Da war es aber auch schon zehn Uhr, und alle schielten zur Tür, denn sie wussten, wenn sie da jetzt rauskämen, ginge es wenige Schritte weiter zur nächsten Tür wieder hinein. Nämlich ins „la flamme“ zum Flammkuchenessen. Und zum Quatschen.

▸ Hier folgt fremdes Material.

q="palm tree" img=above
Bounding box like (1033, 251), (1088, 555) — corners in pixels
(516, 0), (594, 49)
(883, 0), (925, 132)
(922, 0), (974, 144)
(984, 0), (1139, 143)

Es war lang nach Mitternacht, als wir uns zerstreuten, um vor dem Frühstück noch ein wenig Schlaf zu suchen. Berit fand an ihrem Gasthof den Haus- und Zimmerschlüssel unter der Blumenvase, und damit waren alle versorgt. Ein kleines Grüppchen traf sich dann noch zum Frühstück und Weiterschwätzen im Edelfingerhof. Zum Schluss lagen sich alle weinend in den Armen, um sich zu versichern, solch ein schönes Erlebnis bei nächster Gelegenheit zu wiederholen.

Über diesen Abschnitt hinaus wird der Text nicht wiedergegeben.